The cooking process is fundamental for bean consumption and to increase the bioavailability of its nutritional components. The study aimed to determine the effect of cooking on bean seed coat through morphological analyses with different microscopy techniques and image analyses. The chemical composition and physical properties of raw black bean (RBB) and cooked black bean (CBB) seeds were determined. The surface and cross-sectional samples were studied by Optical microscopy (OM), environmental scanning electron microscopy (ESEM), atomic force microscopy (AFM) and confocal laser scanning microscopy (CLSM). The composition of samples showed significant differences after the cooking process. OM images and gray level co-occurrence matrix algorithm (GLCM) analysis indicated that cuticle-deposited minerals significantly influence texture parameters. Seed coat surface ESEM images showed cluster cracking. Texture fractal dimension and lacunarity parameters were effective in quantitatively assessing cracks on CBB. AFM results showed arithmetic average roughness (Ra) (121.67 nm) and quadratic average roughness (Rq) (149.94 nm). The cross-sectional ESEM images showed a decrease in seed coat thickness.
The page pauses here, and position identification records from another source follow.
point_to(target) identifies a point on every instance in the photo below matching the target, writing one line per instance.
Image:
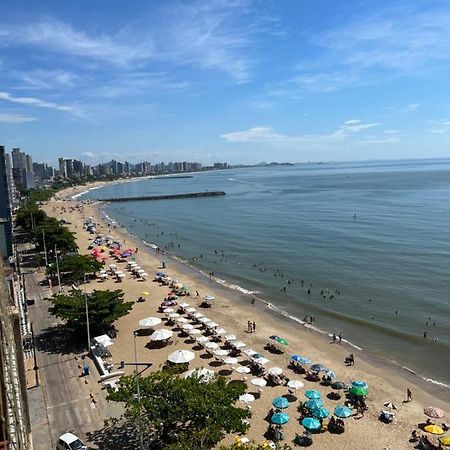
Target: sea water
(373, 236)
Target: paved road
(64, 400)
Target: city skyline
(240, 81)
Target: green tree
(177, 413)
(105, 307)
(73, 268)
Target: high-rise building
(5, 209)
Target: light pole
(87, 316)
(138, 389)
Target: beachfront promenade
(164, 197)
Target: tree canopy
(105, 307)
(72, 268)
(177, 413)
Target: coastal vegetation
(74, 268)
(105, 307)
(178, 413)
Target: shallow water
(390, 263)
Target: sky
(239, 81)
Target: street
(64, 400)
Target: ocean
(369, 240)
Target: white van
(69, 441)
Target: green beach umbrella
(282, 341)
(358, 391)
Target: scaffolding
(14, 418)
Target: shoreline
(232, 309)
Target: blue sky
(239, 81)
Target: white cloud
(267, 135)
(15, 118)
(31, 101)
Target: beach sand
(232, 311)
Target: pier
(163, 197)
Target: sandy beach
(232, 312)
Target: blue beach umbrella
(342, 411)
(360, 383)
(301, 359)
(280, 402)
(312, 394)
(311, 424)
(317, 367)
(280, 418)
(314, 404)
(320, 413)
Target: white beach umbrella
(295, 384)
(149, 322)
(260, 382)
(247, 398)
(205, 375)
(212, 346)
(181, 356)
(230, 337)
(230, 361)
(238, 344)
(275, 371)
(161, 335)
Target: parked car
(69, 441)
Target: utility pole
(87, 316)
(141, 438)
(45, 248)
(57, 268)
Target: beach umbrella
(149, 322)
(181, 356)
(390, 405)
(338, 385)
(280, 402)
(320, 413)
(312, 394)
(230, 361)
(342, 411)
(295, 384)
(435, 413)
(282, 341)
(212, 346)
(204, 375)
(275, 371)
(360, 383)
(434, 429)
(279, 418)
(246, 398)
(301, 359)
(243, 369)
(314, 404)
(359, 392)
(260, 382)
(161, 335)
(311, 424)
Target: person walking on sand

The CLSM results showed an increased availability of lipids along the different multilayer tissues in CBB. The results generated from this research work offer a valuable potential to carry out a strict control of bean seed cooking at industrial level, since the structural changes and biochemical components (cell wall, lipids and protein bodies) that occur in the different tissues of the seed are able to migrate from the inside to the outside through the cracks generated in the multilayer structure that are evidenced by the microscopic techniques used.